Tanto le marcó que, casi tres décadas después, este arquitecto sigue vinculado como voluntario al mundo de la solidaridad internacional a través de Entreculturas, y hoy es uno de los profesores de las nuevas promociones de Volpa en Aragón. “Me ofrecí como formador porque quería facilitar a otra gente la experiencia de encuentro con otros que yo había tenido. Me encanta ver cómo Volpa hace cambiar y evolucionar a las personas. Me gusta acompañar estos procesos, ver cómo cada persona se implica a su manera en el cambio y la mejora de esta sociedad”, relata.

Ese cambio al que hacen referencia quienes han pasado por este programa es, en realidad, de doble sentido.

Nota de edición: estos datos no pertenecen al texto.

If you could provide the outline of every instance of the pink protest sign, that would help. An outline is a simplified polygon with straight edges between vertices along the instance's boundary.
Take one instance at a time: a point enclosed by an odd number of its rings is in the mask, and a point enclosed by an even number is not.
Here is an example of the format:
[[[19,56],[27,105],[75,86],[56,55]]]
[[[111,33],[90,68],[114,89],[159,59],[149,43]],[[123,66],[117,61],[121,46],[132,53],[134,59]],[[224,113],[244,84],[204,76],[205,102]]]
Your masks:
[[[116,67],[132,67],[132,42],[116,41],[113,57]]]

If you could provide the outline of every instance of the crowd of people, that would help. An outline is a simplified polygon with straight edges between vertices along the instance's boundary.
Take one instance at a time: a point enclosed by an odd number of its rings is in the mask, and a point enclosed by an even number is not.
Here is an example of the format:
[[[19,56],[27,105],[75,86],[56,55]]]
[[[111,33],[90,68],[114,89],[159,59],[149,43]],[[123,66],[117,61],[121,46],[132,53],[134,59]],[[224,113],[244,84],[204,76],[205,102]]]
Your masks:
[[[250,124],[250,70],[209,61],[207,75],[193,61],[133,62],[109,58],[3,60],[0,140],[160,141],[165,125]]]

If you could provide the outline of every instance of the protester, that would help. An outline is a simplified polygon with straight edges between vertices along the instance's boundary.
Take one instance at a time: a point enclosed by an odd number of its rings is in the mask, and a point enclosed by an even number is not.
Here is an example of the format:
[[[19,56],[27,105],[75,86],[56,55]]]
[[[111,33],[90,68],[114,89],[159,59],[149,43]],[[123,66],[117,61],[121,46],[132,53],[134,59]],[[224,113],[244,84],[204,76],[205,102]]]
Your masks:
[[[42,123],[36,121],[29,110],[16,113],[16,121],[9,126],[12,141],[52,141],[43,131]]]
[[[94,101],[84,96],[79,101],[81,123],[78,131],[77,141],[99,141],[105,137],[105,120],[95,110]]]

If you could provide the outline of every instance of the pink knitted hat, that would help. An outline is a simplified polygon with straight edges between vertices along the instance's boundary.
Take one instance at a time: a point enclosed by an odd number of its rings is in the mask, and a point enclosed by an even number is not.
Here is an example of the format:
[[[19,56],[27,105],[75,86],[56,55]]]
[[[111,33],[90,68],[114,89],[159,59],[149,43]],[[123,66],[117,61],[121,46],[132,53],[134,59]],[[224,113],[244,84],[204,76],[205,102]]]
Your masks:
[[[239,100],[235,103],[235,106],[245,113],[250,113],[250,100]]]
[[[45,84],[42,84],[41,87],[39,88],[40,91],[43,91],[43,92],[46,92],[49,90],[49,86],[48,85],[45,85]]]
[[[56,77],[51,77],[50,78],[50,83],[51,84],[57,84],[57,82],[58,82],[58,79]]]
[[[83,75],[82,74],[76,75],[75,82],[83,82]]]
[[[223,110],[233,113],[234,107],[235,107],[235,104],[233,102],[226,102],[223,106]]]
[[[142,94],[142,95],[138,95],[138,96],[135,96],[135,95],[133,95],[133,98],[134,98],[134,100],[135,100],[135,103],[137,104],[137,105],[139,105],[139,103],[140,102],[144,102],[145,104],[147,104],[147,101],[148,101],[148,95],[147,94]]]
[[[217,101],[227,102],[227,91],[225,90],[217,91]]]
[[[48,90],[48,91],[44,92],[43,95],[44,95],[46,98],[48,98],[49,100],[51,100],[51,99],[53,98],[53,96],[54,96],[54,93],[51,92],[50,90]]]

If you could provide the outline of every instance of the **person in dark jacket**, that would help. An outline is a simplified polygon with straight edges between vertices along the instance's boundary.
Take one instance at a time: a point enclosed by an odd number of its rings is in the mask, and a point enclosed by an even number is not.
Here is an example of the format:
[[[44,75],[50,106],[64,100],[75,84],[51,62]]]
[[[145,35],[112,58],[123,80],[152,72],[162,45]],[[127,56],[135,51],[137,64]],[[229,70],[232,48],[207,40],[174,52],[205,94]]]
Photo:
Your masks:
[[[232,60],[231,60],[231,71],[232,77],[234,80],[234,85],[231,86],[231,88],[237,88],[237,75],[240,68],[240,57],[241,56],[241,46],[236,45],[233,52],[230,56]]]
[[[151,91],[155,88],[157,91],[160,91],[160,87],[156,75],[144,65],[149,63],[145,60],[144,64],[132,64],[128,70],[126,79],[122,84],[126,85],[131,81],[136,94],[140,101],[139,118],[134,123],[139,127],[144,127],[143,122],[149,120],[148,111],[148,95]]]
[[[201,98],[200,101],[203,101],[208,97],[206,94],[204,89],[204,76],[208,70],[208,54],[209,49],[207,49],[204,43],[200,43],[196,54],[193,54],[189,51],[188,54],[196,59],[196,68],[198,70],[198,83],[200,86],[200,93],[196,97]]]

Los voluntarios “se transforman en el encuentro con personas y comunidades de otras culturas, pero las personas de estas comunidades también enriquecen su mirada generando lazos de amistad y trabajando codo a codo con las personas voluntarias”, explica Ana. Y pone como ejemplo a los docentes, “que aprenden mucho de las metodologías de educación popular que se aplica en la red de colegios de Fe y Alegría donde se insertan, pero también los docentes de esos centros se enriquecen” trabajando con ellos.

Quienes quieran aprender de esta vivencia, todavía están a tiempo de matricularse en el próximo curso del programa Volpa.